Banff Manifesto
A place to start mapping the Bioinformatics semantic web, because the Rockies don't move!
Telop best practices for designing RDF documents in bioinformatics. The first major milestone is to agree upon canonical URIs.
Some participants from the HCLS-DI2007 workshop
, and from the I3 Workshop
propose to the community of life science to establish an authority for attributing namespaces used in bioinformatics semantic web to build normalized URI
wich can be URL of URN. This authority will also establish a set of rules for the construction of well formed RDF documents. When someone will use URI approved from the BM authority, they will know that some standard of naming are upheld. The set of rules are good pratices that need to be followed to be in recognized by the BM community.
Much in the way DOI work, BM will certified the appartenance of a namespace to a data provider and disambiguate the naming for it. With normalized URI, RDF document starts to connect together which is one of the main reason to adopt the semantic way of doing data integration.
Why Banff manifesto ?
Because to build the semantic coordinate system based on URIs we need a reference to start from, 'bm' is the proposed namespace authority and if it is based in Banff, it will not move because the Rockies don't move ! Banff Manifesto wants to remove some creeps from bioinformatics semantic web. Creeps rule the web, we gathered to adopt and share Banff Manifesto. Join our community, it is up to you.
Some of the main ideas of the Manifesto comes from Tim Berner-Lee's own reflexion
about linked data.
Join the Banff Manifesto by adding your name and web site by commenting this page. All suggestion are welcome.
More on WhyManifesto .
The Banff Manifesto rules of thumb
- Rule #1 : URI are normalized and dereferencable
- Rule #2 : Authoritative public namespace are used
- Rule #3 : Mandatory predicates are used
- Rule #4 : Resource predicate are prefixed with an "x"
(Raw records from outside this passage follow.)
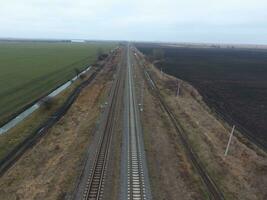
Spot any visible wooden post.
[176,81,180,97]
[224,125,235,156]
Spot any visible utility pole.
[224,125,235,156]
[176,81,180,97]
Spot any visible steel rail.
[127,45,147,200]
[83,58,122,200]
[133,47,225,200]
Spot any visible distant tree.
[152,49,164,60]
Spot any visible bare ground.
[148,58,267,200]
[135,53,207,200]
[0,52,120,200]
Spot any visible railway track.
[134,47,224,200]
[121,47,151,200]
[82,55,123,200]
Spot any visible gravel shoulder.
[147,57,267,200]
[0,52,120,200]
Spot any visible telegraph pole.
[224,125,235,156]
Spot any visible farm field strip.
[136,44,267,149]
[0,66,91,134]
[0,42,115,124]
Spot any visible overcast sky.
[0,0,267,44]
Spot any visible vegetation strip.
[144,65,224,200]
[0,69,100,177]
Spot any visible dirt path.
[132,52,206,200]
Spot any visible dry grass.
[149,61,267,200]
[0,55,118,200]
[135,53,206,200]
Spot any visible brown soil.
[133,52,206,200]
[0,51,120,200]
[148,58,267,200]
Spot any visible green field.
[0,42,115,124]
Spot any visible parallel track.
[83,58,122,200]
[126,45,149,200]
[133,48,224,200]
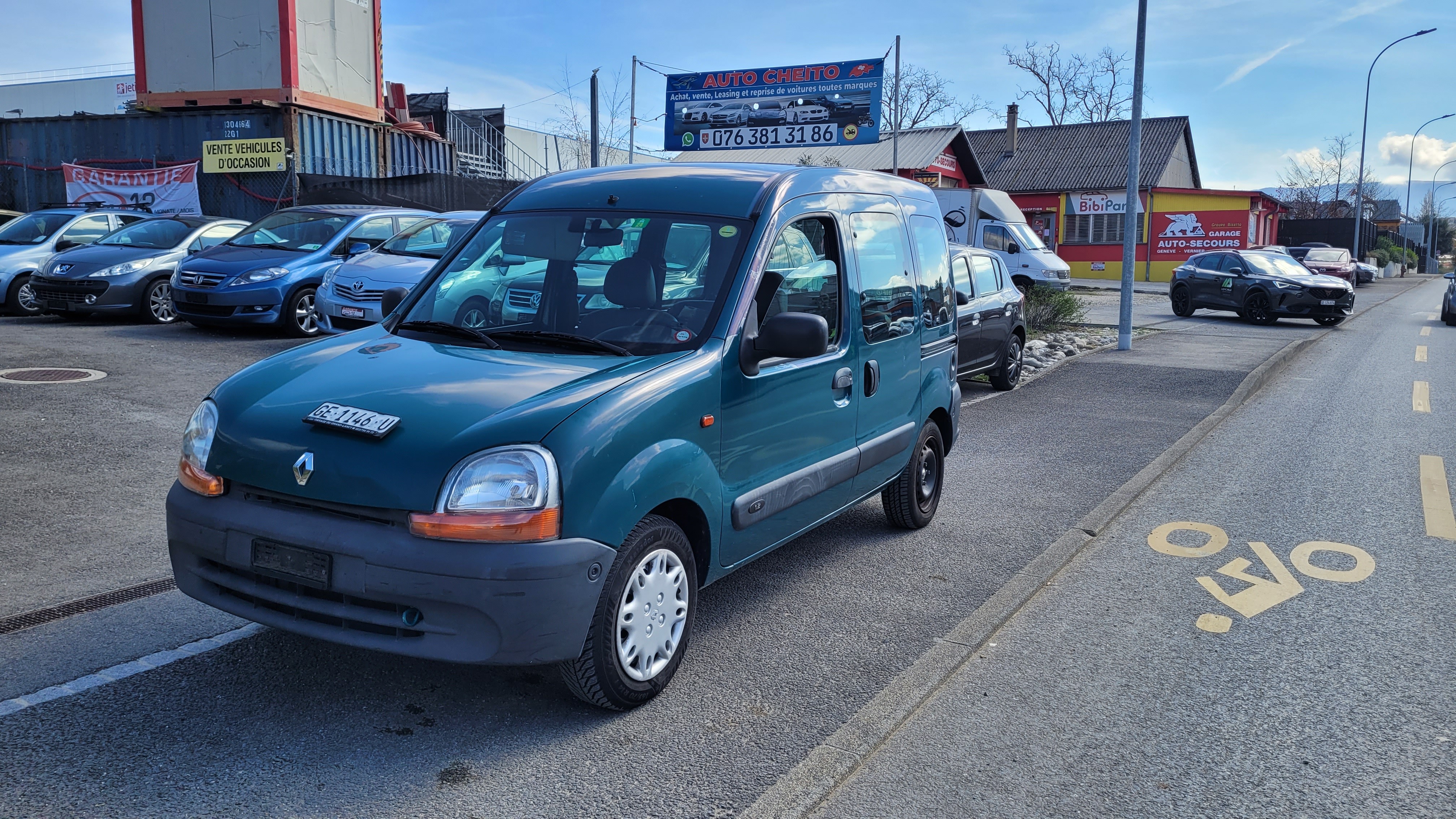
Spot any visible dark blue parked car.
[172,205,431,337]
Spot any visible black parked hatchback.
[1168,251,1356,326]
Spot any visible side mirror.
[738,313,828,376]
[378,287,409,316]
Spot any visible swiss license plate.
[303,404,399,439]
[254,539,333,589]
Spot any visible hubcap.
[618,549,690,682]
[147,281,178,324]
[14,281,41,312]
[292,293,319,335]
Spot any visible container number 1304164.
[699,124,838,147]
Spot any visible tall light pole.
[1117,0,1153,350]
[1401,114,1456,276]
[1350,29,1436,261]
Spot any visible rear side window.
[849,213,914,342]
[910,216,952,332]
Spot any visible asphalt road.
[0,277,1433,816]
[814,281,1456,818]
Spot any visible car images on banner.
[663,58,885,150]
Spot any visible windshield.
[380,218,474,259]
[0,213,76,245]
[227,210,354,252]
[399,211,748,356]
[1006,221,1047,251]
[96,218,194,251]
[1242,254,1309,276]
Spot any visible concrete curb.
[740,332,1322,819]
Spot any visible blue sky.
[8,0,1456,207]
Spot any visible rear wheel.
[560,515,697,711]
[879,421,945,529]
[1168,284,1195,318]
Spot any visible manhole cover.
[0,367,106,383]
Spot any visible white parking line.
[0,622,265,717]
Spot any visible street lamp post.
[1401,114,1456,277]
[1350,29,1436,261]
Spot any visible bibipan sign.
[663,58,885,150]
[61,162,202,216]
[1067,191,1143,216]
[202,137,288,173]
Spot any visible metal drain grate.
[0,577,178,634]
[0,367,106,383]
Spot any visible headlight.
[86,256,157,278]
[233,267,288,287]
[409,445,560,542]
[178,399,223,497]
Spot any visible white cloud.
[1214,38,1305,90]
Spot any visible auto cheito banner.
[663,58,885,150]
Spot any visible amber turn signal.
[178,459,223,497]
[409,508,560,543]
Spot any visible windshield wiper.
[395,321,501,350]
[491,329,632,357]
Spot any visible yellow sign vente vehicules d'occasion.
[202,137,287,173]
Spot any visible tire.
[1243,290,1278,326]
[138,277,178,324]
[986,332,1027,392]
[278,287,319,338]
[879,421,945,529]
[1168,284,1198,319]
[560,515,697,711]
[4,274,45,316]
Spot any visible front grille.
[178,271,227,287]
[172,299,237,316]
[201,560,425,638]
[31,278,109,302]
[333,281,384,302]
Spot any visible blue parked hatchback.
[166,163,961,708]
[172,205,433,337]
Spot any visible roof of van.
[499,162,933,218]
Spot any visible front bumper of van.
[166,484,616,664]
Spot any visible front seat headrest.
[601,256,656,308]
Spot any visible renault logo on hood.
[292,452,313,487]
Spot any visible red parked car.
[1300,248,1356,287]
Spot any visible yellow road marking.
[1421,455,1456,541]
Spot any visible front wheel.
[1169,284,1195,319]
[560,515,697,711]
[879,421,945,529]
[986,332,1025,392]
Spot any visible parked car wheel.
[560,515,697,711]
[986,332,1027,392]
[879,421,945,529]
[278,287,319,338]
[1169,284,1197,318]
[4,276,45,316]
[1243,290,1278,325]
[141,278,178,324]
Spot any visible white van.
[933,188,1072,293]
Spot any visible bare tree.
[879,64,992,134]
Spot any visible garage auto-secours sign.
[663,58,885,150]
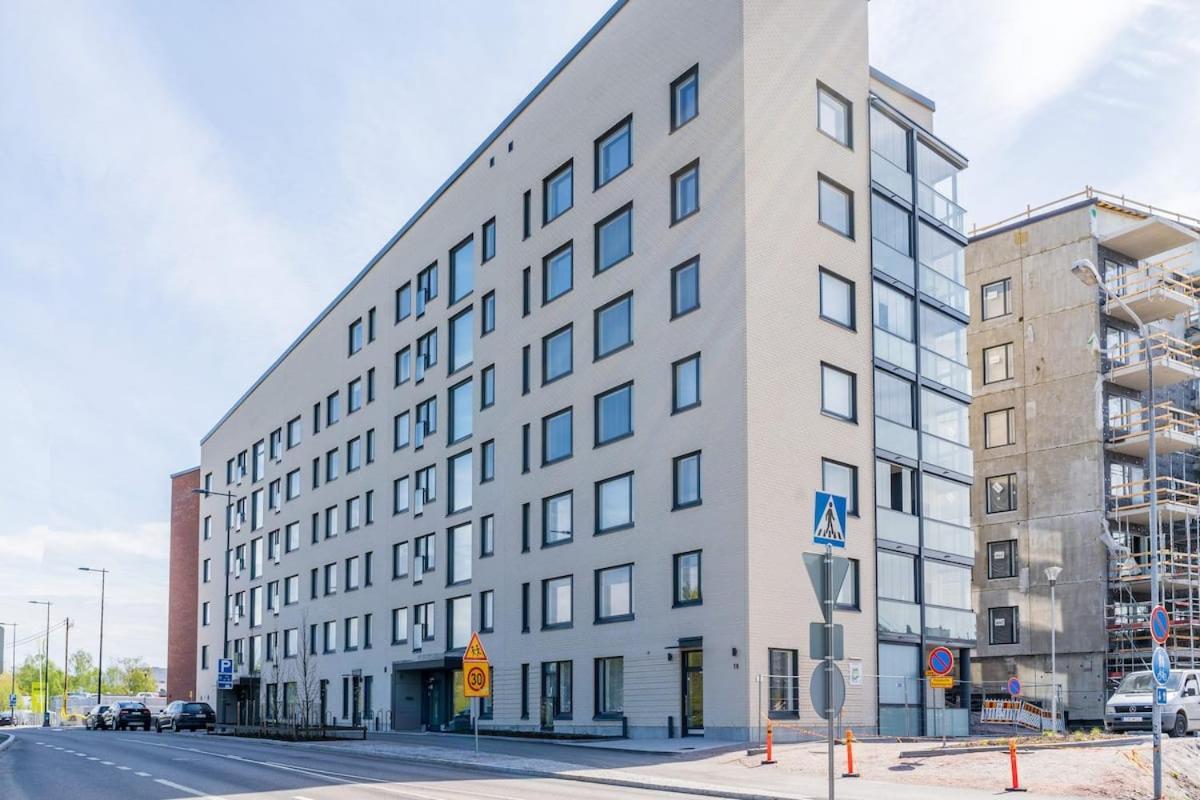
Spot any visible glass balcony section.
[878,597,921,638]
[875,416,917,459]
[875,506,918,546]
[926,600,976,643]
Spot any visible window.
[450,236,475,306]
[821,363,858,422]
[479,217,496,264]
[541,492,575,547]
[986,474,1016,513]
[595,203,634,275]
[450,308,475,374]
[983,278,1013,319]
[983,342,1013,384]
[817,175,854,239]
[671,353,700,414]
[767,648,800,716]
[595,116,634,188]
[672,450,701,510]
[541,242,575,306]
[594,293,634,360]
[446,450,475,513]
[672,551,703,608]
[541,325,575,385]
[595,564,634,622]
[821,458,858,517]
[817,86,851,148]
[988,539,1016,581]
[541,575,575,630]
[671,161,700,224]
[671,257,700,319]
[983,408,1016,447]
[595,656,625,720]
[448,378,475,444]
[595,473,634,534]
[446,522,473,585]
[595,381,634,447]
[988,606,1020,644]
[541,161,575,225]
[479,291,496,336]
[396,283,413,323]
[671,64,700,132]
[818,267,854,330]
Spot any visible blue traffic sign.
[812,492,846,547]
[1150,648,1171,686]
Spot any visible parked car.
[104,702,150,730]
[83,705,108,730]
[1104,669,1200,736]
[154,700,217,733]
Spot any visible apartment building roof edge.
[198,0,633,448]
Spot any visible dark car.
[154,700,217,733]
[104,702,150,730]
[83,705,108,730]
- Rule #5 : Blank nodes are forbidden
- Rule #6 : RDFizer program are made available according to the GNU licence for open source
- Rule #7 : Deferenceable ontologies
Rule #1 : URI are normalized and dereferencable
The syntax of normalized URI is composed of three parts separated by ':'. The autority_namespace is 'bm' an acronym for Banff Manifesto. The literal of public_namespace are attributed by the BM community (for example go, uniprot, pubmed). The private identifier is the responsibility of the RDF provider of the corresponding document (for example 0000007 with go, p26838 for uniprot).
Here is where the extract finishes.